De lo señalado por Rodríguez se desprende, entonces, que el poder de compra del salario mínimo se ha recuperado, algo insólito que nadie creería. Si utilizamos su modelo econométrico de 404% de inflación, y cruzamos el dato con la variación anualizada del salario mínimo integral en 2016 (450% según estimaciones de Econométrica), entonces el salario se ha recuperado. Todos los estudios de opinión arrojan que los consultados creen que su poder de compra se ha deteriorado, y es esta una de las razones que han empujado hacia el sótano la popularidad de Nicolás Maduro.

Finalmente, y en cuanto a la presidencia de Ricardo Sanguino en el BCV, Rodríguez discrepa indirectamente del diputado José Guerra, presidente de la Comisión de Finanzas de la Asamblea Nacional, quien recientemente afirmó que Sanguino no poseía el más mínimo de los recaudos para ejercer como Presidente del BCV: “No se le conoce ni un estudio de economía”, dijo indignado Guerra.
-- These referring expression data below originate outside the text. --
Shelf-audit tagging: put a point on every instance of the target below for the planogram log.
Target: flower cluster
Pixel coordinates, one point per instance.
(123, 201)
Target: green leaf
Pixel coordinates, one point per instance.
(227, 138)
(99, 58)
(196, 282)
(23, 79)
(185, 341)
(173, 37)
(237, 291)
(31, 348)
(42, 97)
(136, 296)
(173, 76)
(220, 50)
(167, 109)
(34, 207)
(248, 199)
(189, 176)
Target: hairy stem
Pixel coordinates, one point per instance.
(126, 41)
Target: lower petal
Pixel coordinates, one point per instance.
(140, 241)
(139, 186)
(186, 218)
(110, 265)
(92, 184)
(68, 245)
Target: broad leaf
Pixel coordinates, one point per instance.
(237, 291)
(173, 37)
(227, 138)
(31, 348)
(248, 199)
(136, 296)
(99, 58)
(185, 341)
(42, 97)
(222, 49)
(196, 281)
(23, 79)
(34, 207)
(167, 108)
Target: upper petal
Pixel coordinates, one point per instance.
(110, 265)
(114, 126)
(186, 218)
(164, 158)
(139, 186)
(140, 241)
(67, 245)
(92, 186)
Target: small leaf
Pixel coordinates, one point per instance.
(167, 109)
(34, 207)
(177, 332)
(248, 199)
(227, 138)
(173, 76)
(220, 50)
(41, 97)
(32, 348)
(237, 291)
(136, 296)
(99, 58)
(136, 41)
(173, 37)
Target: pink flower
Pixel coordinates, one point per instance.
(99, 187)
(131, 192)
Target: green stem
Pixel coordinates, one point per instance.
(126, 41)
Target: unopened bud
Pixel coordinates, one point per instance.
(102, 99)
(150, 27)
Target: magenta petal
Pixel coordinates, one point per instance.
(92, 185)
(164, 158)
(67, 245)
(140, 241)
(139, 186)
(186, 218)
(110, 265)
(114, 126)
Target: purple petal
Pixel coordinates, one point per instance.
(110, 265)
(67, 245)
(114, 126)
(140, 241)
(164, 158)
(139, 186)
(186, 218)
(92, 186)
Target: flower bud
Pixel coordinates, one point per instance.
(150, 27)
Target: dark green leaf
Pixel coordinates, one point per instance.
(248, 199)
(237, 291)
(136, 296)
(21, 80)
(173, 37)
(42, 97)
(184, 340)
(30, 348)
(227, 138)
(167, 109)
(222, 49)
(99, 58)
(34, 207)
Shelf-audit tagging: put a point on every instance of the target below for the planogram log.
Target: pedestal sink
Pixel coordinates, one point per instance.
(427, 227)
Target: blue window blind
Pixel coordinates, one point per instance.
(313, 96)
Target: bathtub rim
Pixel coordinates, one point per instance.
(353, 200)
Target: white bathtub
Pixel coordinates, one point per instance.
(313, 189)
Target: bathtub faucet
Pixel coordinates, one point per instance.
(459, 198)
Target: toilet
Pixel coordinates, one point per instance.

Per contra, Rodríguez tiene “mucho respeto” por Sanguino, porque “es economista y tiene una larga formación y experiencia en el sistema financiero”.

Pero matiza al final: “No me parece que Sanguino vaya a ser muy diferente de Nelson Merentes, los dos comparten el mismo enfoque pragmático y en la medida que puedan harán una política económica más pragmática. No veo que eso vaya a generar un cambio. No es una reacción positiva o negativa, sino que es neutra”.